The dominant model for information technology (IT) centers on heavy weight technologies. Heavy weight technologies, like ERP, BI, SCM, etc. These technologies appear heavier as they require the enterprise to purchase, own and operate IT applications and data. This ‘heaviness’ is in comparison to lighter weight technologies based on the services and distribution via Internet technologies. These lighter weight technologies include managed services, Software as a Service, Cloud computing and web 2.0/social media.
For more than 30 years, this was the dominant technology model for the enterprise, shaping IT budgeting, value and operations. However, CIOs are expressing interest in these lighter weight technologies and the role they play in the enterprise and IT. Interest in lighter weight technologies means involves more than extending the enterprise architecture – these technologies create a new model for IT because of the following maxim:
Change the nature of the technology model and you change the nature of IT.
Today the heavy weight technology model is under threat and with them current ways of thinking about IT. CIOs need to recognize the implications of a world moving to lighter weight technology models.

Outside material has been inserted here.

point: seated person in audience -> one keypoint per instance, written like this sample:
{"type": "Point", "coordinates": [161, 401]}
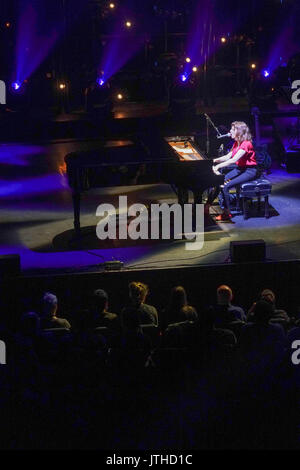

Lightweight technologies involve less upfront investment, deliver through a focus on services, require less customization and operate outside IT. Here are a few key differences:
The investment models are different. Heavy weight investment models are front loaded and symmetrical. Front loaded from the perspective that they require significant resource investments ahead of benefits realization. These investments are symmetrical in the sense that you supposedly have to spend millions of dollars to get millions of dollars in benefits. Lightweight technologies are more level loaded, paying as you go / grow without significant up front investment. These models are also asymmetrical generating millions in benefits from a few thoughts of dollars in investment. A global company using lighter weight technologies supports more than 50,000 users at a total cost of less than $125,000 per year.
The deployment models are different. Heavy weight investments need to make significant changes in work processes to generate significant benefits. With that come large or insufficient expenditures on ‘change management/deployment’ activities to educate the user base to use the new technology in the way it was intended. Lighter weight technologies, Web 2.0 in particular, uses the social nature of the solution to drive deployment as users create and use the tools they need rather than having to be coerced into software compliance. It is not uncommon to hear that a 50 person pilot becomes a 1000 person deployment in a matter of 10 days when working with social software.
The cycle time of each model is different. Heavyweight technologies require significant planning and time to investigate, select, install, build and deploy. A new heavyweight technology can take months at best and often more than a year to implement. Lighter weight technologies are more responsive as they create and manipulate services to deliver their goal. In one multi-billion dollar company we studied a three person IT team built a supplier relationship solution using cloud services in three weeks time – the same amount of time it took the business to prepare a requirements document to start the software selection process!
Lighter weight technologies are not some kind of miracle technology handed down from the web. They are technologies that take advantage of the application and service infrastructure developed over the last 30 years. That fact is important, not as a revalidation of heavy weight models, but as a recognition that the name of the game in IT has changed from building, ripping and replacing core systems to generating a return on our deep investment in knowledge, information, skills, business rules, etc.
A heavy weight approach created that infrastructure, but it will not be the basis for generating the innovative solutions, and responsive applications needed to realize their full value. That value will increasingly be unlocked by lighter weight technologies and those technologies will change the nature of IT in the enterprise.